E. Mothe prepared and delivered false statements of account.
Mothe is obligated to render a true and lawful accounting by (i) federal regulation, (ii) state law, (iii) federal law, and (iv) the common law as found by the Louisiana Supreme Court. Mothe is required to provide an itemized written statement to each person who arranges a funeral listing the funeral goods and services selected and their cost, and cash advance items. 16 C.F.R. § 453.2(b)(5).(4)
Pursuant to lawful obligations, as defined by federal regulation, state law, and federal law, and its fiduciary duty, as found by the Louisiana Supreme Court, Mothe prepared and rendered three (3) financial statements of accounts: (i) a Statement of Goods and Services Selected, (ii) a Truth in Lending Act statement, and (iii) a statement mailed to Mr. Melvin LeBlanc at his residence. Each of the three (3) statements rendered by Mothe was false because Mothe failed to properly account for funeral benefits as required by La. R.S. 22:253(b)(2).
Widespread Unfair or Deceptive Trade Practices
The experience of the LeBlanc Survivors in attempting to obtain Mrs. Audrey LeBlanc's Funeral Service Benefits are not unique. Mothe acted to deny pre-need funeral services benefits in a similar manner that has caused it and other Louisiana funeral homes and industrial life insurance companies to be sued, including those acts set forth in Michael A. Chatelain and Alvin Hindelang, v. Mothe Funeral Homes, Inc., Mothe Life Insurance Company and Boyd Mothe, Jr., Cause No. 517076-L, Twenty-fourth Judicial Dist. Court, Jefferson Parish (Nov. 13, 1997) (see Tab "5"), and in the matter of Elmer C. Feldheim, Peggy F. Porter, Henry J. Guidry, Bonnie F. Lonegras and a Class of Similarly Situated Individuals and/ Entities v. SI-SIFH Corp. SI-SI Insurance Company, Inc., Loewen Louisiana Holding, Inc and the Loewen Group International, Inc. (see Tab "6", also included under that tab is a letter from Ms. Peggy Feldheim Porter, pertaining to the same incidents). In the reported appellate case of Rabenhorst Funeral Home, Inc. v. Tessler, 674 So. 2d 1164 (La. App. 1st Cir. 1996) (see Tab "7"), a Louisiana court construed a funeral service insurance benefit contract remarkably similar to Mothe's, and found no language in the contract that provided for the forfeiture of the contractual funeral service benefits upon the selection of an upgraded casket. Id. at 1167. The Rabenhorst court concluded that the parties did not intend that the decedent's heirs suffer a complete forfeiture of the value of goods and services upon the substitution of a casket.

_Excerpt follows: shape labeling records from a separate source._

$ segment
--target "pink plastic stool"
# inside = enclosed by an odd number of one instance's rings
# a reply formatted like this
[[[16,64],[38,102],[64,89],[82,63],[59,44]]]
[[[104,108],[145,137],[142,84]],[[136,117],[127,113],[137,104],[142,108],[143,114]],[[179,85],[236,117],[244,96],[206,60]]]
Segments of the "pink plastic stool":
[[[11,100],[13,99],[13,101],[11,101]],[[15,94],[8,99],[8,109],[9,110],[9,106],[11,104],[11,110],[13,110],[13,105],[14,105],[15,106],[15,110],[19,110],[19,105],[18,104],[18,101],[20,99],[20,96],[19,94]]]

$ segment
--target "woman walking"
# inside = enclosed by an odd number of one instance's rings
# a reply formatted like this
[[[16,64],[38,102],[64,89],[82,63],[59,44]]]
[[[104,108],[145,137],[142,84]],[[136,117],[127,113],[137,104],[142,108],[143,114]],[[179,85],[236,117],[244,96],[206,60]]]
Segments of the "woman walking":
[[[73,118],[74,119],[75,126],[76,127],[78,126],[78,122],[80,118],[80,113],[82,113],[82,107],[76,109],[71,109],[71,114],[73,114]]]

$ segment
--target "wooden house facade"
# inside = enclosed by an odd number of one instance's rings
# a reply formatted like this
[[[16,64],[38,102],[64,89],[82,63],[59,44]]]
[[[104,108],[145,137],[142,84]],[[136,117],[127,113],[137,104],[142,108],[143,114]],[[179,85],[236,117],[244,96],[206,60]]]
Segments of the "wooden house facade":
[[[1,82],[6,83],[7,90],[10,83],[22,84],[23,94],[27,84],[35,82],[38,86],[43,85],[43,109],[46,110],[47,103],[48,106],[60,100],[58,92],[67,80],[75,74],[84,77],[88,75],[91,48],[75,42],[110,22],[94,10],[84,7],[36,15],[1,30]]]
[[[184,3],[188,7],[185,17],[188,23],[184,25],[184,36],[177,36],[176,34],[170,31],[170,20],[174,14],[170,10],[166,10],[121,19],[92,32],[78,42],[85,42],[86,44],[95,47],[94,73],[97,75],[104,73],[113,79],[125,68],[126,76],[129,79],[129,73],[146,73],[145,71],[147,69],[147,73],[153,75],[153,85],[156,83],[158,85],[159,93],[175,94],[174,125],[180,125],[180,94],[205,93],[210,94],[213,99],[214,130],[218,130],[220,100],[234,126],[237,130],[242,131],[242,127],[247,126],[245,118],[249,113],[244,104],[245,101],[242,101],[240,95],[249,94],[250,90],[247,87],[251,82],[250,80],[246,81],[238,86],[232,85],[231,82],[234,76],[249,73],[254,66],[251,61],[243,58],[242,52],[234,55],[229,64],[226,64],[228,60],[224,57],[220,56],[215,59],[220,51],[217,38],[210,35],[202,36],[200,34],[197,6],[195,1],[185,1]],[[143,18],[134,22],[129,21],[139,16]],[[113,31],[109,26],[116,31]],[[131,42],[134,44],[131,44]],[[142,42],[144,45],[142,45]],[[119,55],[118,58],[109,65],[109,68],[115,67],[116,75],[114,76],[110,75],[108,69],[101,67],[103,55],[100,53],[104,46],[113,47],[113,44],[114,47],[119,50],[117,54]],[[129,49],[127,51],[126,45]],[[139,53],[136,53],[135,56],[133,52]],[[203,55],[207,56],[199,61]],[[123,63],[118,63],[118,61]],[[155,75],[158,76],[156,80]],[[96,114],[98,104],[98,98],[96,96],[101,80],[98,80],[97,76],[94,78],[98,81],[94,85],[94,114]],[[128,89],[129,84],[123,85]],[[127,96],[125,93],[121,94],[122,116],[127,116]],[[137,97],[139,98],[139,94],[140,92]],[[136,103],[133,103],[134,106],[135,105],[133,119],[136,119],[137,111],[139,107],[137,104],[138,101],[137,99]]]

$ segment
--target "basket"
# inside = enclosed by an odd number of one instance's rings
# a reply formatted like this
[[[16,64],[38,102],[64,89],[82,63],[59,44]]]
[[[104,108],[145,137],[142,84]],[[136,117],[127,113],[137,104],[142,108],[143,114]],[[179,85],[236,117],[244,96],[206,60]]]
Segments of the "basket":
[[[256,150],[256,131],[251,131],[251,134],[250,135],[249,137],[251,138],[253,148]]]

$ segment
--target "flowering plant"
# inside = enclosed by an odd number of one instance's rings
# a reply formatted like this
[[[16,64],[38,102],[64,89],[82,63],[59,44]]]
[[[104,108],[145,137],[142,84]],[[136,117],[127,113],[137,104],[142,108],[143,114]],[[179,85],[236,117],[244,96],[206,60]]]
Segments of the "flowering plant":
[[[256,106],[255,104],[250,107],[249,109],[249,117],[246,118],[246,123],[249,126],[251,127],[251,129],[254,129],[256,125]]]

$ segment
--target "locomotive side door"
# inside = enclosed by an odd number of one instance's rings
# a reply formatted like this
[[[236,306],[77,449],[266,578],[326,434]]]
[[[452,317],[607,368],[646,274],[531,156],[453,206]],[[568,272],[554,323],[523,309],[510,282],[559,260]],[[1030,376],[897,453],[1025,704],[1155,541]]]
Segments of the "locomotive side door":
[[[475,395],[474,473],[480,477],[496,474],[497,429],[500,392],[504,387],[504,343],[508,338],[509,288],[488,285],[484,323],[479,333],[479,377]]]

Mothe's handling of the claim for Mrs. Audrey LeBlanc's pre-need funeral service benefits are more egregious than any in the above lawsuits because Mothe's acts occurred after the August 1, 1997, effective date of Act 949 (1997 Res. Session, H.B. 616), which law was specifically enacted to reform the very abuses herein complained of in the denial of contractual funeral service benefits under industrial life (funeral) insurance policies. See the two newspaper articles attached as Tab "8".
Mothe's counsel, Daniel A. Ranson, has indicated to me that Mothe has, in every claim for pre-need funeral services after the August 15, 1997, effective date of La. R.S. 22:253, refused to permit a beneficiary to upgrade or substitute an alternate casket and still receive the contractual benefits under the pre-need policy. Many consumers have lost many thousands of dollars of benefits each. Moreover, Mothe has not even admitted of any duty to inform persons making final arrangements under pre-need policies of La. R.S. 22:253.(5)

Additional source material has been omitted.